One of the most significant contributing factors is our deep knowledge of the domain of biology. No problem can be solved successfully if you do not understand its nuances. The consortium succeeded by utilizing knowledge from many disparate fields: selectively exploiting what has been learned in the field of artificial intelligence and the study of ontologies; constrained by practical engineering considerations and incremental development; all the while bearing in mind the niceties of the biology being represented. Domain knowledge is essential to GO's success, and without it we could not maintain biological fidelity.
Last, and perhaps most important, is that we have always been open. All of the vocabularies, the annotations, and the software tools are available for others to use. Our success is best illustrated by how much they are used [33
]. This openness is essential in the scientific environment in which we work. To provide a technology without a willingness to reveal all source code and data is tantamount to throwing away the lab notebook. Providing outside researchers with the ability to completely understand the methods that are used is mandatory for scientific progress. GO is not perfect, but its success is primarily due to revealing everything. The feedback we receive from others is what enables the consortium to improve with age.

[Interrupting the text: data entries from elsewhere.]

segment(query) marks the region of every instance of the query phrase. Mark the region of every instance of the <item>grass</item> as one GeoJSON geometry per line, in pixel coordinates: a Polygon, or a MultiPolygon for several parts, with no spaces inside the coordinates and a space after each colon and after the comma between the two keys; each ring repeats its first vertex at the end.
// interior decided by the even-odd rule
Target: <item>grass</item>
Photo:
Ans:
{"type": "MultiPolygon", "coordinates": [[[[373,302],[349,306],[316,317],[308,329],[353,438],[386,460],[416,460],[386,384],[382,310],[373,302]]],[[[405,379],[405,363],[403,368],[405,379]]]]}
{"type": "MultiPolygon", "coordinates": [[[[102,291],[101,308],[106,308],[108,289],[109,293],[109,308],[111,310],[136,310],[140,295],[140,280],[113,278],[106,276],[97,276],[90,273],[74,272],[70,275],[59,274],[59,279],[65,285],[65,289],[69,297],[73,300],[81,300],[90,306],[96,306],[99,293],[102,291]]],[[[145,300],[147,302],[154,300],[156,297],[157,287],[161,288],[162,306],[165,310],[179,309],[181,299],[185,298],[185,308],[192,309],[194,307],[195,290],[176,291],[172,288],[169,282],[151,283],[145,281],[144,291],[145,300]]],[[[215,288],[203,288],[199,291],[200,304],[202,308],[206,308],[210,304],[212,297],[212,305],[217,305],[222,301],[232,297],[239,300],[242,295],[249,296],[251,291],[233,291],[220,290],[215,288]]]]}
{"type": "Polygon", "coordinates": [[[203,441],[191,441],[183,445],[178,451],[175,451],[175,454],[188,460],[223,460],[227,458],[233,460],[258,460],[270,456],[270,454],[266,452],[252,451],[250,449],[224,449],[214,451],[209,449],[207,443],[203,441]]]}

Our plan for the future is to build on this base. We are actively seeking ways and building tools to help new biological databases utilize GO and thus extend our data coverage to include more organisms. We will remain pragmatic in our choice of technologies and remain sufficiently flexible to be able to exploit new advances. We will incrementally advance the sophistication of the underlying software architecture, one example of which is shown by our collaboration with Reactome [34
], a project generating formal representations of biological pathways. We will seek out domain experts as the biological coverage of the GO extends into new areas, so that biological veracity is maintained. Similarly, we will work with experts to extend the scope of available ontologies to cover other critical areas of biological description, such as anatomies, cell types, and phenotypes, as illustrated by the Open Biological Ontologies [35
] project. Finally, we will continue to work cooperatively and remain open as this has been shown to be the most scientifically productive approach.

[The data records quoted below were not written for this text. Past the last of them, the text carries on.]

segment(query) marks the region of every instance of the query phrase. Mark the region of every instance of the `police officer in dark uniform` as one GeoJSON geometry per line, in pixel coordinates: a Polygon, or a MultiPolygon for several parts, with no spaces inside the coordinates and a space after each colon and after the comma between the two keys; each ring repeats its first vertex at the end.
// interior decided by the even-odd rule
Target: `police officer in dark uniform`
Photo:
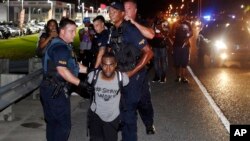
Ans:
{"type": "Polygon", "coordinates": [[[129,76],[129,84],[122,89],[122,140],[137,141],[137,107],[147,82],[145,65],[153,57],[147,40],[131,23],[124,21],[124,6],[112,2],[109,9],[111,29],[111,51],[115,53],[118,69],[129,76]]]}
{"type": "Polygon", "coordinates": [[[67,141],[71,129],[69,90],[71,85],[83,86],[77,75],[87,68],[76,62],[71,46],[76,24],[62,19],[59,37],[46,48],[43,58],[43,80],[40,86],[41,103],[46,121],[48,141],[67,141]]]}
{"type": "Polygon", "coordinates": [[[96,32],[93,44],[93,53],[95,62],[94,68],[98,68],[101,64],[102,56],[107,50],[109,30],[105,27],[105,19],[102,15],[98,15],[93,20],[93,26],[96,32]]]}
{"type": "MultiPolygon", "coordinates": [[[[125,20],[131,22],[140,33],[147,39],[153,39],[155,36],[154,30],[146,23],[145,20],[142,20],[137,15],[137,3],[134,0],[126,0],[124,2],[125,8],[125,20]]],[[[148,64],[148,70],[150,66],[148,64]]],[[[144,83],[143,95],[140,98],[140,104],[138,106],[138,113],[146,127],[147,134],[154,134],[154,109],[151,101],[151,91],[149,82],[144,83]]]]}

In summary, GO has succeeded because it is not a technical solution per se
. Technology is more than just an implementation detail, of course, but it will never be a silver bullet. We want to continue integrating our knowledge forever and technologies are short-lived. So, the solution must be to adopt new technologies as they arise while the primary focus remains on cooperative development of semantic standards: it's about the content, not the container. Perhaps ironically, the impact of shifting the focus away from a technical solution to the biological data integration problem is that we have begun sharing technology. Once the mechanism for a dialog was in place, we discovered many other areas where our interests coincided. There are now organized meetings for professional biological curators to meet and discuss standard methodologies [36
]. The Generic Model Organism Database (GMOD) [37
] effort makes these common tools available to the community and serves as a forum for a wide spectrum of interests. It is this unforeseen outcome, consolidating the disparate databases into a cooperative community engaged in productive dialogs, that, in my view constitutes the single largest impact and achievement of the Gene Ontology consortium to date.